Marcus followed Rider’s lead. He stepped out into the foyer and not a single shot was fired. Both men dropped their guns, unsheathed their blades and let this clan of fools see it. The foyer was littered with the woes of the dying and the dead. Their pitiful dying. Their dead.
The six still stood.
All those eyes, Rider thought. Angry eyes, scared eyes, eyes with so many emotions running through them. These were boys against men. Would the numbers really matter? They might.
But if they played things right, they might not…
Several of Lone Mountain’s defen
ders inched forward with different weapons, many of them makeshift, all of them lethal by the looks of it. As the anxious masses stepped around the bodies, through the gore and began to close in around them, Nick stepped into the arena, cracked his knuckles and made them into fists.
Jagger, Rex and Stanton were there, too, all with knives at their sides.
“Never bring fists to a knife fight,” Jagger mumbled. He tucked a blade into Nick’s hand and Nick quietly thanked them.
Then it was on again: round two.
All new weapons.
The first few attackers rushed in, followed by seven or eight more and they all fell to blades. Rider’s six half-mooned their defensive position. After that, guys started coming in with do-it-yourself shields and metal pipes heavily wrapped in duct tape; one guy even had a sword, which he managed to stick in Stanton’s leg when everyone rushed in at once.
Stanton stepped wrong, saw the blade now stuck in his thigh and the look of surprise on the kid’s face. The ex-broker was no slouch though, and he wasn’t slow. He yanked his leg back, stepped in and sent the kid to meet his maker. When he was done, Stanton fended off two more guys, then snatched up the sword and pushed forward into the masses, his gait awkward, but his aim true. He was stabbing anyone who got close.
The clan eventually converged on them, getting past the six’s defenses enough for Jagger to fall, Rex to fall, Nick to fall, Stanton to fall, then finally for Rider to fall.
Marcus was the last of them. He was still standing, still fighting.
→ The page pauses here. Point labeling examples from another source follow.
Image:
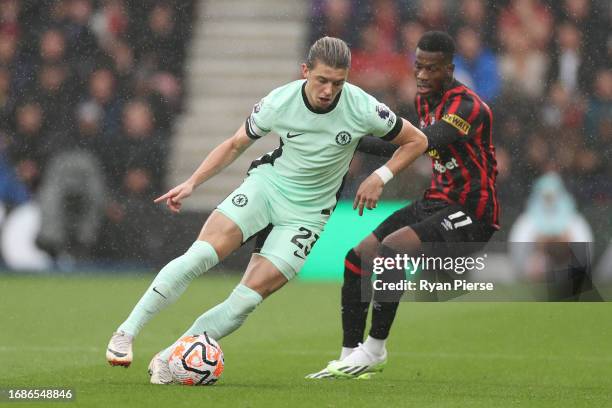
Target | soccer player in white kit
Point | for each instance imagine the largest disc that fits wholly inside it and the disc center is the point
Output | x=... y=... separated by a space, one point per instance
x=320 y=120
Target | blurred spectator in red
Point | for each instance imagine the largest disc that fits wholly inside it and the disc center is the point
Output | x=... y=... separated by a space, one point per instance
x=54 y=90
x=386 y=19
x=475 y=65
x=8 y=49
x=334 y=18
x=110 y=22
x=569 y=65
x=476 y=15
x=411 y=33
x=522 y=66
x=530 y=18
x=159 y=46
x=139 y=144
x=127 y=214
x=377 y=68
x=561 y=109
x=9 y=17
x=29 y=145
x=592 y=17
x=102 y=91
x=432 y=15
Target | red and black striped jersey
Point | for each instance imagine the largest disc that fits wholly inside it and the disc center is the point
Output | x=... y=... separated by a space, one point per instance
x=464 y=170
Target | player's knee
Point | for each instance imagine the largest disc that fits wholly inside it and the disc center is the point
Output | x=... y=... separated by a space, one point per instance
x=353 y=268
x=404 y=240
x=242 y=301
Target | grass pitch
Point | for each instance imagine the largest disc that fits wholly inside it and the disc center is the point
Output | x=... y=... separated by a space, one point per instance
x=54 y=330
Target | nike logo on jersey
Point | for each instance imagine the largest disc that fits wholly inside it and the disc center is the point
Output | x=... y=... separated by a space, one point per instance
x=116 y=353
x=159 y=293
x=289 y=135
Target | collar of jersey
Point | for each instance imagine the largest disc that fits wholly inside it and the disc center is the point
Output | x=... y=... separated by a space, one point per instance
x=318 y=111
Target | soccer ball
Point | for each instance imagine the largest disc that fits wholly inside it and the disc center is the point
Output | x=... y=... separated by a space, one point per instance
x=196 y=360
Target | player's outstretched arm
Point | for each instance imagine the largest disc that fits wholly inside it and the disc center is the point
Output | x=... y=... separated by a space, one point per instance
x=412 y=143
x=219 y=158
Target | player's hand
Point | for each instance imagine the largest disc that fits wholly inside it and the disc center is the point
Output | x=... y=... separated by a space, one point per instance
x=368 y=193
x=174 y=197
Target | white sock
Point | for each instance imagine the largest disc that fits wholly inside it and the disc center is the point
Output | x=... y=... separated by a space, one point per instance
x=374 y=346
x=346 y=351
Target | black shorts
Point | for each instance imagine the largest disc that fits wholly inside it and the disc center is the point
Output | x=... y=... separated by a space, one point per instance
x=438 y=222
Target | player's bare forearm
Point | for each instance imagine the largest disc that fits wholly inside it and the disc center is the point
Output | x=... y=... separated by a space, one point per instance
x=221 y=157
x=412 y=144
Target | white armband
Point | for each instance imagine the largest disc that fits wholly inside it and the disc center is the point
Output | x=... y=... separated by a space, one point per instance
x=384 y=173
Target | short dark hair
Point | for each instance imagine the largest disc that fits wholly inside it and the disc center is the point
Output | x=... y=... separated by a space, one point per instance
x=330 y=51
x=438 y=41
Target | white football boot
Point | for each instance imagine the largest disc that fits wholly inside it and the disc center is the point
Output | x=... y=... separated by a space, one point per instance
x=119 y=350
x=159 y=370
x=359 y=364
x=321 y=375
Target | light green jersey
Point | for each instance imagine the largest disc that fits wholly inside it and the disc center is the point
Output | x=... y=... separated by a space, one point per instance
x=316 y=148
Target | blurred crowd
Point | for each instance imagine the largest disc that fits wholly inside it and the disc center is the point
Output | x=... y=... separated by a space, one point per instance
x=544 y=66
x=89 y=90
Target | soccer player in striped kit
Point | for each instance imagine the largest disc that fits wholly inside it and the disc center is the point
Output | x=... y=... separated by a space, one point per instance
x=460 y=206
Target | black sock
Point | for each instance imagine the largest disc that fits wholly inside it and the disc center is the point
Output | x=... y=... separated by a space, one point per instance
x=387 y=301
x=356 y=289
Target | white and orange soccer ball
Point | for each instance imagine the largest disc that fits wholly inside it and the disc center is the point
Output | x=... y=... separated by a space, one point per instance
x=196 y=360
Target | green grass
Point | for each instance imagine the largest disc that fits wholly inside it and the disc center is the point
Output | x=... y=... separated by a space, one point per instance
x=53 y=332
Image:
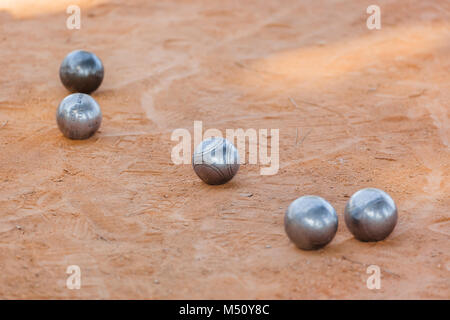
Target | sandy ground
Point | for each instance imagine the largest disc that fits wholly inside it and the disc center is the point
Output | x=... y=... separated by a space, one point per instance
x=366 y=108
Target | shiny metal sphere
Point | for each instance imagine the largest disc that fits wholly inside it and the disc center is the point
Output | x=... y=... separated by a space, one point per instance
x=216 y=160
x=370 y=215
x=78 y=116
x=81 y=71
x=310 y=222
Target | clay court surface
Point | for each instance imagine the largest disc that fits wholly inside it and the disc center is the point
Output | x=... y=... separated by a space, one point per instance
x=355 y=108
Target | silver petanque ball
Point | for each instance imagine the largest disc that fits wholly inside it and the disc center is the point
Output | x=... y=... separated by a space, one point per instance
x=78 y=116
x=370 y=215
x=310 y=222
x=81 y=71
x=216 y=160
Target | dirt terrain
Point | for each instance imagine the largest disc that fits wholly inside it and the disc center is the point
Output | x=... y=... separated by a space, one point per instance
x=355 y=107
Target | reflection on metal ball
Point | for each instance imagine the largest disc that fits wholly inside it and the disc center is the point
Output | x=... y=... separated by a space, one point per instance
x=216 y=160
x=310 y=222
x=78 y=116
x=81 y=71
x=370 y=215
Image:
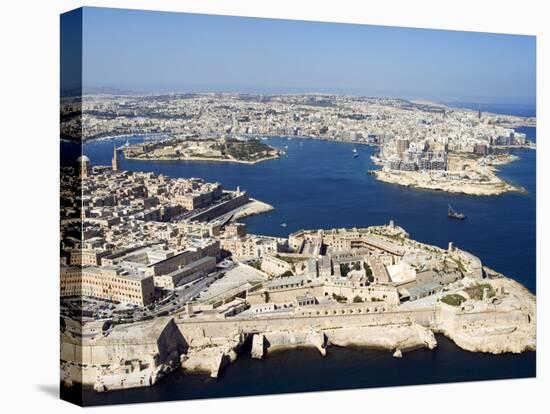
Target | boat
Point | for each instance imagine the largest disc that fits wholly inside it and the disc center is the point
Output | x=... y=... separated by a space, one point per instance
x=451 y=213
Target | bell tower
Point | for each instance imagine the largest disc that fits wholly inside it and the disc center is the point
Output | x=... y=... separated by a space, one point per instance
x=114 y=161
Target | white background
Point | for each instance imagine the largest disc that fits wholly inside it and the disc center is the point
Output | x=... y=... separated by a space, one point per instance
x=29 y=203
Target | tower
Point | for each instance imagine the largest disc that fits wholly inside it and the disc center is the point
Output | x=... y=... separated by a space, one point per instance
x=114 y=161
x=83 y=166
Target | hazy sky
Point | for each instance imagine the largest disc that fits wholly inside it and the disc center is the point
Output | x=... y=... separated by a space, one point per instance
x=158 y=51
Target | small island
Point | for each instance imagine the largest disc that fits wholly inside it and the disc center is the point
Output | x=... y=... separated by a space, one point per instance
x=247 y=151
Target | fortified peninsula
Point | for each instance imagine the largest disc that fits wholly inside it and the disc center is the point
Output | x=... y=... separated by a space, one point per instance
x=421 y=144
x=249 y=151
x=157 y=274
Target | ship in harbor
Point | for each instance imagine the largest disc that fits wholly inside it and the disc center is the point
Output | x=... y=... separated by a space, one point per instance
x=451 y=213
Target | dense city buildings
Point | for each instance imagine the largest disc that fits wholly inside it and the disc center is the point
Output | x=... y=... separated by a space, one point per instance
x=153 y=265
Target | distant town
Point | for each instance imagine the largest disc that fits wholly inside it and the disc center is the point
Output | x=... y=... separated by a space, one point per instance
x=422 y=144
x=159 y=273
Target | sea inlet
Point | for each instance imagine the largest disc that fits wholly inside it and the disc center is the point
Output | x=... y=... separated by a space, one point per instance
x=319 y=184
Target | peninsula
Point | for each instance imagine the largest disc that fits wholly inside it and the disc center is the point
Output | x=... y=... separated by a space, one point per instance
x=466 y=174
x=163 y=277
x=421 y=144
x=249 y=151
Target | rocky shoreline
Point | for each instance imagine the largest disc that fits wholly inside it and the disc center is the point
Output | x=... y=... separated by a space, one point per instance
x=427 y=182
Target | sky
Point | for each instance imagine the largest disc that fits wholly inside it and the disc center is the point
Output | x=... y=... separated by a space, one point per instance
x=177 y=52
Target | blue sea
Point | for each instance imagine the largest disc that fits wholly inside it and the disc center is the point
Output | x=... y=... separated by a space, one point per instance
x=318 y=184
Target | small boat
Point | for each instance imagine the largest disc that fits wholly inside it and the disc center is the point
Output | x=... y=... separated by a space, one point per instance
x=451 y=213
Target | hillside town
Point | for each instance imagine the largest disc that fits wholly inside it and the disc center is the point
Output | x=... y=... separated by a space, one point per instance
x=421 y=144
x=158 y=273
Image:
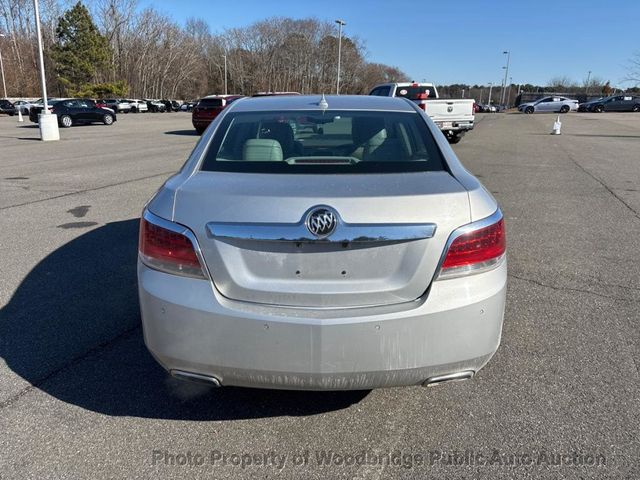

Struck mercilessly with swinging metal pipes and jabbing, cracking bats, Marcus’s irritation grew. Taking deep breaths, he assessed each strike against him on the fly, categorizing it in microseconds as either potentially lethal or as non-lethal. So far, in the frenzy, most shots hit his shoulders, his arms, his sides. These were all non-lethal, and he was no stranger to pain. But being clubbed in the fingers, on the wrists, cracked on the elbows and on the head…these once manageable strikes were now taking a toll.